2012年06月04日 | Weblog
規制緩和

 今年のゴールデンウイークでは高速道路でも大変な事故が起きた。運転手の居眠りにより、楽しい筈の東京ディズニーランドへの旅が悪夢に変わった。その後バス会社などに多くの法令違反が見つかって、社長までも逮捕されるに至ったが、こちらの事故では、規制緩和による参入障壁の低下で競争が激化し、低料金が安全意識の低下につながったとする批判が聞かれた。規制緩和するなら行政はせめて安全指導を徹底すべきというもっともな意見も聞かれた。

 昔、少年犯罪が起こる度に、社会が悪いからこのような少年を生む。社会が悪いのだ。と犯罪者である少年を弁護するような発言が、テレビでその手の特に女性評論家から聞いたが、その類のような気がしてならない。規制緩和が悪いと言うことは、個人や企業の責任を社会全体の責任にすり替えることで、そのことを反対側から見れば、社会全体のためには個人を犠牲にせよということと同義で、本来マスコミが国家権力として忌み嫌う全体主義的発想なのだけれど、どうもどこかで自己矛盾を起した発言をして素知らぬ顔である。

 また、5月16日に起きた広島県福山市でのホテル火災では、やはり7名の方が亡くなったが、こちらは地元消防署の安全指導が成されていた。ホテル側がそれに十分従っていなかった。行政指導をやっている業界でも悲惨な事故は起きるのだ。前線の企業経営者、担当者の自覚がなければ事故は防げない。

 もっとも今回規制緩和についてはそれほど大きな声にはならなかった。何といっても電力会社の地域独占ぶりが、経済産業省との癒着につながり、庶民が高い電気料金を支払わされていると糾弾されている真っ最中だったからだ。

 郵政民営化は米国の保険業界の策略に乗ることになるからダメだ。過疎地の人々へのサービスが低下するから駄目だと大反対で規制を続ける方向の意見を吐きながら、電力は自由化しろ、TPPは平成の開国だとこちらは規制緩和論をぶち上げる。原発問題や消費税増税などもそうだ*1)けれど、国のトップまでがその時のムードだけで、ご都合主義の理念なき主張を述べ、自己矛盾を起していることさえ気付いていないのだから、世の中皆がそうなっても仕方がない。政治とマスコミの限りなき劣化が、この国を不幸に導いている。

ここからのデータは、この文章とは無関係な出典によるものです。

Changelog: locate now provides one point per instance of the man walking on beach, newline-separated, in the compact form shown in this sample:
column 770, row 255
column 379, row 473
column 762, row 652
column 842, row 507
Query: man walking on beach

 勿論われわれが国家を持ち、最大多数の最大幸福のみならず、一部の恵まれない同胞にさえ配慮する施策を行うためには、当然に法律と言う縛りや諸々の規制によって、人々の安寧を確保し経済の暴走を許さない仕組みが必要である。一方で、一部の既得権者を保護するような規制は排除してゆかねばならない。

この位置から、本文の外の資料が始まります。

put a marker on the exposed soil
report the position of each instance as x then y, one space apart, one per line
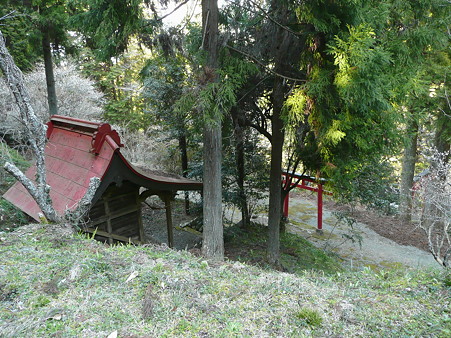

 護送船団方式などという言葉があったけれど、産業を育成する段階で、国家が主導で戦後の乏しい資金を集中するための規制はあった。経済大国になったわが国は、それらを徐々に解いて、国民になるべく均等な機会を与え、正しい競争を行うことで、技術の進歩や生産の効率化を図り、グローバルな競争に打ち勝ってゆく力を、それぞれの産業自らかがつけなくてはならない。

 二言目には、「小泉、竹中の改革によって格差が広がり」、と根拠なく対案もなく、テレビでは言い難い大企業批判を避けて、勤労意欲の乏しい人々に阿(おもね)る発言を繰り返す評論家とマスコミとその手の政治屋がこの国を危うくしている。





*1)先の総理が、原発の危険性を盛んに煽って脱原発を唱えたあげく、総理が変わっただけで再稼働だといえば、国民は不安に駆られるのは当たり前。また「国民の生活が第一」と吹いて政権を取った政党が、事前に国民の信も問わず、一人当たり年間10万円もの消費税増税を決定して、政治生命を賭けると意気込んでいる姿は、滑稽でさえある。